Quand Mamie sera morte.
C'est le leitmotiv de ces quarante pages : Quand Mamie, de Noëlle Revaz. On n'y arrête pas d'imaginer l'avenir. Quand Mamie sera morte on fera ci, on fera ça...
Un texte au futur. Il est partout avec ses triomphaux coups de trompette, rra... rra... rra... Ça rime avec hourrah.
Oui, mais très vite ça se complique. Apparaissent de menues anomalies, comme ces exceptions à la concordance des temps :
Tu imagines, quand elle décède, ça va nous donner du boulot, de fond en comble rafraîchir.
Non-concordance, comme en anglais. Ce présent soudain sert à rapprocher l'événement, on s'y croit déjà.
Ce geste grammatical est encore plus frappant quand le présent squatte non la subordonnée, mais la principale :
Quand Mamie sera morte on passe mieux la tondeuse. On se fait couper les cheveux.
Un jour on se relèvera et on verra, tout est neuf et tout respire la lessive...
Peu à peu le présent se fait plus pressant, il s'étale, on s'y installe.
On peut voir dans ces infractions légères aux règles grammaticales classiques le souci de briser la monotonie, de ne pas noyer le texte sous un déluge perpétuel de futurs. Il faut surtout y saluer, sans aucun doute, une volonté expressive : cet usage peu orthodoxe des temps nous suggère que celui qui parle (ou celle, ou ceux, on ne sait trop dans ces pages-là) n'est pas agrégé de grammaire ; qu'il n'écrit pas mais parle (Quand Mamie fut écrit pour la radio) ; qu'il est ému, qu'il ne se contrôle plus parfaitement. Et plus profondément, cette transgression syntaxique est peut-être aussi l'inscription dans les mots du sujet profond de ce livre. La mort de Mamie, c'est une libération, l'invitation à transgresser les interdits qui nous brident. Mort de la grand-mère, mort d'une certaine grammaire.
Il n'y a pas que les temps verbaux. L'ordre des mots joue sa partie :
Claque le facteur la portière, crient les enfants dans la rue...
Ça claque en effet, ça gifle, ça secoue. C'est une phrase mimétique évidemment, l'ordre des mots insolite reproduit la soudaineté, la brutalité du claquement et des cris. Mais là aussi ce n'est pas tout :
On devient la fleur de nous-mêmes et est abattue la besogne comme par des bûcherons magiciens.

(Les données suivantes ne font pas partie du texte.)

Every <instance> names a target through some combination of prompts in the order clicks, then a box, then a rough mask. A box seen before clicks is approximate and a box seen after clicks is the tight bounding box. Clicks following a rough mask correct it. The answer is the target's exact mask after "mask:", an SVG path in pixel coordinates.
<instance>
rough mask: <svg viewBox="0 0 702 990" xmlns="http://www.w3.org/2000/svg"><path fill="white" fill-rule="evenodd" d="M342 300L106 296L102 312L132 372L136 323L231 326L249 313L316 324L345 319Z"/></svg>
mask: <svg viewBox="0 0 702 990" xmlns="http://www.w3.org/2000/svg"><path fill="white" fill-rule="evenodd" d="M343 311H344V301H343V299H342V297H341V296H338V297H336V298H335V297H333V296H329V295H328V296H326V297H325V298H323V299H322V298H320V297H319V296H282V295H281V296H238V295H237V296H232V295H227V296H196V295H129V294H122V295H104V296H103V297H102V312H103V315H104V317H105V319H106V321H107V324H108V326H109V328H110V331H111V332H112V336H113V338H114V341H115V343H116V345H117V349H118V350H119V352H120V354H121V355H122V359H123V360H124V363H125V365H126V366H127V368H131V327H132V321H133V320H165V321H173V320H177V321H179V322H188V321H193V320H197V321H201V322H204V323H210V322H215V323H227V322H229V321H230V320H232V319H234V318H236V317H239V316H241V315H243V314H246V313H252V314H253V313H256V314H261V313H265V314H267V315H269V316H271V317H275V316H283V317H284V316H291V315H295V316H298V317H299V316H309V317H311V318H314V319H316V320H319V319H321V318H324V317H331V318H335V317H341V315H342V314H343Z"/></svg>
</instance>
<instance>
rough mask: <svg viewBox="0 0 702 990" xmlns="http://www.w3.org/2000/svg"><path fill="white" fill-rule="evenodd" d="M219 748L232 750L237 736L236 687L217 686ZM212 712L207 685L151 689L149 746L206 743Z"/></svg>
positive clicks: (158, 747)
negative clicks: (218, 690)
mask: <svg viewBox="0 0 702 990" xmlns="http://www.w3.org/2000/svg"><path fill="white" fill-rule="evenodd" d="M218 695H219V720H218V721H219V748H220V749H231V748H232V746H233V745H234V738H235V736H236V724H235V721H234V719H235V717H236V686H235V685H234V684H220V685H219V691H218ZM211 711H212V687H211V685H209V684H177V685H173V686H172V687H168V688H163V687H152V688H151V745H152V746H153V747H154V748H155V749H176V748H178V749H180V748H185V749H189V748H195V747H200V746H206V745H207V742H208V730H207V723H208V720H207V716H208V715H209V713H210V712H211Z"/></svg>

L'inversion, la torsion ici n'évoque rien de concret, on pourrait s'en passer. Elle est là comme un signal, elle nous fait comprendre à mots couverts que si l'ordre habituel est inversé, c'est qu'il se passe quelque chose de renversant.
Malencontreux, le hiatus et-est ? Non, voyant, délibéré ; expressif, sorte de bégaiement hilare ; transgressif lui aussi.
À la dernière page on apprend que Mamie est morte depuis longtemps, et tous les espoirs s'effondrent. Surprise ? Oui et non. On aurait pu le savoir dès le tout début. La première phrase :
On avait toujours dit : Quand Mamie sera morte...
Le plus-que-parfait annonçait la fin, mais on ne l'a pas vu, ou alors on l'a oublié. Du coup on a envie de le relire, ce Quand Mamie, on l'imagine plein de ruses cachées qu'à la première lecture on n'avait pas su voir.